Ты забываешь, что искренний друг —

тот, кто говорит с тобою откровенно,

а не тот, кто скрывает от тебя ошибки твои;

тот, кто порицает тебя, а не оправдывает;

тот, кто поклоняется истине,

а не тот, кто готов отомстить

за оскорбления твои.

Ибо всякий, кто возражает,

пробуждает спящую добродетель

и внушает спасительные страхи.

Что же до меня, одетого в траур,

я оплакиваю мимолетную,

ускользающую жизнь,

и каждый раз, когда вижу караван,

подстегиваемый предводителем,

из груди моей вырываются стоны.

Я подобен проповеднику в мечети,

одетому в черное.

Но к сожалению, лишь немые предметы

отзываются на пророческий глас мой.

О тугоухий! Проснись!

Пойми же наконец знак утреннего облака,

ведь все на земле хотят

что-нибудь услышать в безмолвном мире!

Но ты не слышишь меня. Не слышишь.

Я говорю с мертвецом.

— А теперь, если хотите, о мои повелители и повелительницы, я расскажу вам песню удода.

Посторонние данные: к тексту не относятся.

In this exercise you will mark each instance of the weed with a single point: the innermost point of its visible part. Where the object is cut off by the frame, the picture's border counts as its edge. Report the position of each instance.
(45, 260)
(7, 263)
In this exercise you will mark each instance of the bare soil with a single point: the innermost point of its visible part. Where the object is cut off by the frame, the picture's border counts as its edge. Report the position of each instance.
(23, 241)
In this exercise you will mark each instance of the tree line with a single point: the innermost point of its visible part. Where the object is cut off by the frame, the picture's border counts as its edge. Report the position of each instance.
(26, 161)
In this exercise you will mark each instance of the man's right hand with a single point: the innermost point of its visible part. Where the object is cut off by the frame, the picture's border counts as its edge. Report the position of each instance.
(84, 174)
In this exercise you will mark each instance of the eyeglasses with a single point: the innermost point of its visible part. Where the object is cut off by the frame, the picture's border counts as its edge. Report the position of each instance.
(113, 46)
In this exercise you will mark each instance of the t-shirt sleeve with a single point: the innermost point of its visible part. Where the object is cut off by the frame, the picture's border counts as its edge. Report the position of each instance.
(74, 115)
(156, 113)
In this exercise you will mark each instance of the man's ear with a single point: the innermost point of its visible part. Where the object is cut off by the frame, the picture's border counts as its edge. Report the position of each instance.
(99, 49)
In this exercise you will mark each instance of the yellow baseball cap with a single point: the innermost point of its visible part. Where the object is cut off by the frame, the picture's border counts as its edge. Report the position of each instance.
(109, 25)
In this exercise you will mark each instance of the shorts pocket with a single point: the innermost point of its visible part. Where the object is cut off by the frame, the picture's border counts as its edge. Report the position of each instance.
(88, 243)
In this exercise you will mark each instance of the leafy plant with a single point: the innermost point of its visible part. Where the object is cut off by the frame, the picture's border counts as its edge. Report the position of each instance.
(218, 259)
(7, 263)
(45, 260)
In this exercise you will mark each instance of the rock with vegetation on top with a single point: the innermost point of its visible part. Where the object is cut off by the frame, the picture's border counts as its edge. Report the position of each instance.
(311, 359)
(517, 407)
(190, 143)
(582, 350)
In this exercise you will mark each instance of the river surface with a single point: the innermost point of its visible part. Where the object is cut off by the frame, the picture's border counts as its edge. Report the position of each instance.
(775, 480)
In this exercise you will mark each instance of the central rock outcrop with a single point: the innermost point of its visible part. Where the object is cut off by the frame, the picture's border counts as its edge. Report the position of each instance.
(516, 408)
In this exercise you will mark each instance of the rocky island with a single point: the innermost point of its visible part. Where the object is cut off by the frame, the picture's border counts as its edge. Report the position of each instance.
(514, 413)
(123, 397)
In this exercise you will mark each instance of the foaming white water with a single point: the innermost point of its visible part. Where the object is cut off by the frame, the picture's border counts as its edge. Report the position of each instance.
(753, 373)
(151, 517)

Когда я прибыл из Сабы[59] посланником любви,

я передал золотому царю письмо от царицы

с миндальными лазурными глазами.

И Сулейман сказал мне:

«О удод, ты принес мне новости из Сабы,

которые заставили мое сердце биться чаще».

И он осыпал меня своими милостями

и надел мне на голову эту

очаровательную корону, которую я с тех пор храню.

И он научил меня мудрости.

Вот почему я часто возвращаюсь к нему

в мыслях своих и вспоминаю учение его.

Он сказал: «Знай, о удод, если бы сердце

внимало просвещению, разум проник бы

в скрытый смысл вещей.

Если бы ум работал как надо,

он видел бы признаки истины,

а если бы совесть была восприимчива,

она легко узнавала бы благие вести.

Если бы душа открылась мистическим влияниям,

она бы обрела сверхъестественный свет.

Если бы душа была чиста,

тайны вещей оказались бы открытыми

и Божественная Госпожа

предстала бы пред нами.

Если бы кто-нибудь сбросил покровы любви,

в жизни не было бы препятствий

и ум больше не порождал бы плоские мысли.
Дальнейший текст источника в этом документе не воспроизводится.